Hard Drive Troubleshooting Guide (Basic Common Failures)

Status
Not open for further replies.

joeschmuck

Old Man
Moderator
Joined
May 28, 2011
Messages
10,970
Please note: This guide has been moved to the Resources Section of the forum and can be found at this hyperlink.

Future updates will be made there. The original version is archived below.




Hard Drive Troubleshooting Guide

This guide covers the most routine single hard drive failures that are encountered and is not meant to cover every situation, specifically we will check to see if you have a physical drive failure or a communications error. If this guide fails to solve your problem, please open a new thread in the Help forum, list your hardware specs (FreeNAS version, Hardware Configuration), your failure and all indications, and specify that you used this guide and the step which failed to help you if appropriate. If there is an error or improvement you would like to suggest to this procedure, contact one of the forum moderators or the author and your inputs will be evaluated.

How to use this guide:

1. It is assumed you have some knowledge on how to open up a Shell window and perform some minor Linux/FreeBSD commands.

2. All the steps in this guide are non-destructive so you can safely perform these steps without further risk to your data.

3. We cannot take into account all formats of an error message but we used “?” to indicate any value. Additionally if we list an error message format, please keep in mind that as the software changes, the format may change and we will not update the guide every time a minor format of a message occurs.
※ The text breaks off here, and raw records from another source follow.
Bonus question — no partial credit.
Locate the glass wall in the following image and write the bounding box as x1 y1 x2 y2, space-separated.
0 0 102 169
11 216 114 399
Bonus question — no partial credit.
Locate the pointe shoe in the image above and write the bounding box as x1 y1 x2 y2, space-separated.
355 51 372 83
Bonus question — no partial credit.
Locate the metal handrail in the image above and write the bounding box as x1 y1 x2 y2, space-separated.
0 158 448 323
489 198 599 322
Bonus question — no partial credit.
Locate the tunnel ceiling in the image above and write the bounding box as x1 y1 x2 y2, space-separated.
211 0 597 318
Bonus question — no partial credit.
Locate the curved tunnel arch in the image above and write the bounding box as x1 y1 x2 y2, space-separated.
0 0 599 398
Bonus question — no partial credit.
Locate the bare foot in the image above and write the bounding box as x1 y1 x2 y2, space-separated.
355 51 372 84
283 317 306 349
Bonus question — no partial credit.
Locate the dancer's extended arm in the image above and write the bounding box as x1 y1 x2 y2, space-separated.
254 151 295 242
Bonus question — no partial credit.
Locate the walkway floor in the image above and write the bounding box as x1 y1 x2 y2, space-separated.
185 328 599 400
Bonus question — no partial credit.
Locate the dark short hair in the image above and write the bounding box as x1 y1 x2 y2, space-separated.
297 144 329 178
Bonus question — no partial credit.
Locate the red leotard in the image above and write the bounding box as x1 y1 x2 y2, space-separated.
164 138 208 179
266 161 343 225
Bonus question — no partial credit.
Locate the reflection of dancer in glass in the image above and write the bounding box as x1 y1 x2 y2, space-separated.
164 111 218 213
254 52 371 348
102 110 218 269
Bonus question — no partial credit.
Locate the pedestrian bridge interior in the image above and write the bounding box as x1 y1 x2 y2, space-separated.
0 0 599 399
4. The drive identifier in each command will be “ada0” however the user must enter the identifier for the suspect drive such as “ada4” or maybe “da4”. The failure message should indicate the drive identifier.

5. Once you have identified the failed drive serial number, write it down because drive identifiers “ada0” can change and the serial number is the best way to track and replace your drive if required.
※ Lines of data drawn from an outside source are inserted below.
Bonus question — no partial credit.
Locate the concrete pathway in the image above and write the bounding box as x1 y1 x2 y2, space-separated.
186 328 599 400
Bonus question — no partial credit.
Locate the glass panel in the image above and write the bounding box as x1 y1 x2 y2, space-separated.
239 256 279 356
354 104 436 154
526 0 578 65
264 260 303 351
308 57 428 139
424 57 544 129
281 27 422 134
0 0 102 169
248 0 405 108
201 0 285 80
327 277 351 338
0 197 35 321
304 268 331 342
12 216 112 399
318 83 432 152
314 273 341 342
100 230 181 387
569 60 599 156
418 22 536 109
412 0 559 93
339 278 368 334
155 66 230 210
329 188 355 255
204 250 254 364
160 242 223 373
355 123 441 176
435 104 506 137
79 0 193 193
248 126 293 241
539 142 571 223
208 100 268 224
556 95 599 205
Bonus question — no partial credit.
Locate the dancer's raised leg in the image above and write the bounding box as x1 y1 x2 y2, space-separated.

6. You may be referenced to use the FreeNAS User Manual to conduct specific procedures.

7. Appendix A: Examples Error Messages

8. Appendix B: S.M.A.R.T. Data, What’s Important to Me?



Routine Procedures:

These few procedures will be run often so to minimize placing these steps all over the procedure, they will be written here and the user will refer here when directed to run one of them.

Output SMART Status Results

This procedure will display the hard drive data, including error information.

1) Open a shell (can be done via the GUI or SSH using something like Putty).

2) Type “smartctl –a /dev/ada0” where “ada0” is the subject drive. If the output scrolls off the screen then enter “smartctl –a /dev/ada0 | more” and the screen will only fill one page at a time.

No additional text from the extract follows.